Rezension zu „La Nation entre les lignes“ von Catherine Roth
Ausgabe Nr. 2846
In dem Buch „La Nation entre les lignes – Les Saxons de Transylvanie et la question des identités”, erschienen 2022 in der Reihe Essais im Verlag Presses Universitaires de Rennes, führt Catherine Roth auf über 600 Seiten durch die Geschichte und Prägung einer Minderheit. Sie untersucht die Identität der Siebenbürger Sachsen und schafft es, Kommunikation, Geschichte, Natur, Gegenwart, Kunst, Nationalismus und unsichtbare Medien zu einem schlüssigen Gesamtwerk zusammenzuführen.

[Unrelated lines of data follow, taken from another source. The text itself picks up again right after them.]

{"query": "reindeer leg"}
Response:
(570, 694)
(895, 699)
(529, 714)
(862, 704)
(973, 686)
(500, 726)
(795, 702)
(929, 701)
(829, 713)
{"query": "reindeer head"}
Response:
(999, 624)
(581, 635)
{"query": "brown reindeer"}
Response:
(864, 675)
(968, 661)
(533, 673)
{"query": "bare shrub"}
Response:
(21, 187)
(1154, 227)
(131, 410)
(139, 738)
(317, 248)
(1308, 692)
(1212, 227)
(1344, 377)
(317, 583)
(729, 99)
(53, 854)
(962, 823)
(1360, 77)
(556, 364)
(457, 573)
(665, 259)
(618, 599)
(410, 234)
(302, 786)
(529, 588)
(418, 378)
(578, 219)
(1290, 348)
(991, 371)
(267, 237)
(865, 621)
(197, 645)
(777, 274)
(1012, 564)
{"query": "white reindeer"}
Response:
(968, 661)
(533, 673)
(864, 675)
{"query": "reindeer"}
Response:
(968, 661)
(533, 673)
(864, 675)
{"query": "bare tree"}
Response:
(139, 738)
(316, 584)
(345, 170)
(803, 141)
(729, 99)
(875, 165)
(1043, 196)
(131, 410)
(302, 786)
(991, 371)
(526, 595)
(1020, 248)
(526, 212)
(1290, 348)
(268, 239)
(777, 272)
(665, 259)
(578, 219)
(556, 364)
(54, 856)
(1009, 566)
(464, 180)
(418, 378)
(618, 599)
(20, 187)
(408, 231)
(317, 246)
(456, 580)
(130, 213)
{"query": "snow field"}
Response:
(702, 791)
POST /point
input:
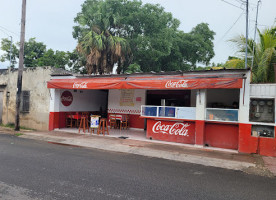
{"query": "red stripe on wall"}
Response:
(222, 135)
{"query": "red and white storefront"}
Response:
(207, 108)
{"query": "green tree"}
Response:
(133, 68)
(264, 55)
(155, 42)
(33, 50)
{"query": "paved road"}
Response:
(32, 169)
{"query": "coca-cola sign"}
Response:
(174, 129)
(177, 84)
(66, 98)
(80, 85)
(171, 131)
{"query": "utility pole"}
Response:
(253, 53)
(246, 34)
(20, 66)
(10, 53)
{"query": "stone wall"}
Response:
(35, 81)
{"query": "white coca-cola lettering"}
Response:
(80, 85)
(175, 129)
(177, 84)
(68, 98)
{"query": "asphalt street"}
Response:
(31, 169)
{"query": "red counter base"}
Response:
(259, 145)
(171, 131)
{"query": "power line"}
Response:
(2, 27)
(230, 28)
(4, 32)
(232, 4)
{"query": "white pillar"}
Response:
(54, 100)
(201, 100)
(244, 100)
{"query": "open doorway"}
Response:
(181, 98)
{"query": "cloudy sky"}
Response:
(51, 21)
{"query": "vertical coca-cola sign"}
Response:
(66, 98)
(172, 131)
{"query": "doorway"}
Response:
(1, 106)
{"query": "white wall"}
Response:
(88, 100)
(263, 91)
(114, 102)
(223, 96)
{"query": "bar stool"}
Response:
(84, 124)
(103, 126)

Als Dozentin für Informations- und Kommunikationswissenschaften arbeitete Roth an der Universität in Rennes. Dabei spezialisierte sie sich in ihrer Literatur auf das Thema der kollektiven Identitäten und Minderheiten in Siebenbürgen. Heute ist Catherine Roth Forscherin in Kultur- und Kommunikationswissenschaften am Institut National de Recherche en Informatique et Automatique (INRIA) in Nancy.
Zu Beginn des Sachbuchs – dessen Titel und Untertitel in deutscher Übersetzung etwa so lauten würden: „Die Nation zwischen den Fronten – Die Siebenbürger Sachsen und die Frage der Identitäten” – geht Roth intensiv auf verschiedene Historiker und Kulturtheorien ein. Sie zeigt dabei eine breitgefächerte Sammlung an verschiedensten Theorien und erklärt diese ausführlich. Dies bildet eine Grundlage, auf die sie sich im Laufe des Buchs immer wieder bezieht. Mit direkten Zitaten dieser Wissenschaftler vereint sie verschiedene Stimmen in ihrem Werk.
In sorgfältig gegliederten Kapiteln geht sie auf die behandelten Themen im Buch ein und versucht die verschiedenen Aspekte zusammenzuführen.
Roth gelingt es, intensiv auf die Kommunikation verschiedener Gruppen einzugehen, darauf, was es bedeutet, zwischen zwei „Fronten”, sprich: Nationen zu stehen und stellt die Frage in den Raum, ob die Siebenbürger Sachsen letztlich Deutsche oder Rumänen sind. Sie betrachtet das Zusammenspiel dieser Minderheit mit anderen Kulturen der Region und erklärt, wie diese durch verschiedenste Faktoren verschmelzen.
Die Geschichte der Deutschen in Siebenbürgen erläutert Roth ausführlich und schafft es, 850 Jahre Vergangenheit zusammenzufassen und einen Bezug zum Europa von heute herzustellen.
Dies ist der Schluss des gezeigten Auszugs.